For the past nine months, negotiations with Israel have been conducted by officials of Arafat's Palestinian Authority (PA) in Gaza, a committee appointed by Arafat to implement the five-year Palestinian self-rule agreement.

But the talks foundered over failure to reach agreement on the withdrawal of Israeli forces from the West Bank and the failure to hold Palestinian elections scheduled for July last year.

Israeli officials blame the delays on a series of terrorist attacks by Islamic militants and Arafat's failure to curb such attacks.

PLO leaders, who remained in exile at the PLO headquarters in Tunis, have become increasingly critical of the negotiations and have charged that Arafat's team made too many concessions to Israel without getting anything in return.

But now the PLO, meeting for the first time since the signing of the accord with exiled leaders critical of Arafat's leadership, has reasserted its authority within the organization and set specific conditions for the continuation of talks.

''One could say that some of the power that shifted away from the PLO to the PA has returned to the PLO,'' a Tunis-based PLO official says.

Most significant, the mandate from the PLO meeting reinstated Mahmoud Abbas as its chief negotiator. Mr. Abbas was an architect of the accord, but he has been highly critical of its implementation.

The PLO also appointed a committee to hold talks with opposition Palestinian groups such as the Islamic Resistance Movement, Hamas, and to insist on greater international involvement in the peace process.

''At least in principle, the PLO continues ... to play a significant role as the embodiment of Palestinian national identity and legitimacy,'' says Hanan Ashrawi, a former PLO spokeswoman who now heads a Palestinian human rights commission.

''There is an increasing call among the Palestinian intelligentsia and political leadership for the PLO to be empowered as the source of political decisionmaking and to provide the system of checks and balances,'' Mrs. Ashrawi says.

Even Islamic militant leaders acknowledge the PLO as one of the legitimate voices of the Palestinian people and respect its decisions.

''Arafat agreed to go to Tunis because he has lost support within the PLO,'' says Imad Falloji, a senior Hamas leader. Hamas opposes the Israeli-PLO accord and has claimed responsibility for a series of terrorist attacks on Israel over the past year.

''Until this weekend, Arafat had failed to have the full executive of the PLO convened, so he lost legitimacy within the organization,'' Mr. Falloji told the Monitor.

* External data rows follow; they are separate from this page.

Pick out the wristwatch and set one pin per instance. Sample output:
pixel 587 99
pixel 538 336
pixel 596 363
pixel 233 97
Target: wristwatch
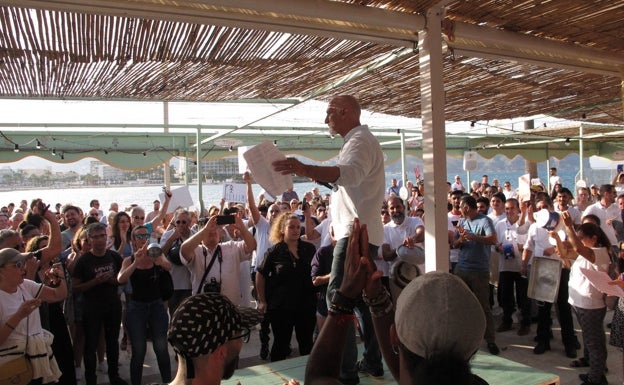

The Islamic movement has kept a low political and military profile since the bomb attack in Tel Aviv in January that killed 21 Israeli soldiers and a civilian.

Falloji says the period of calm should be seen as part of a period of ''preparation and construction.'' Some analysts say that the Islamic militants have called a temporary truce to allow the extension of Palestinian autonomy to the West Bank.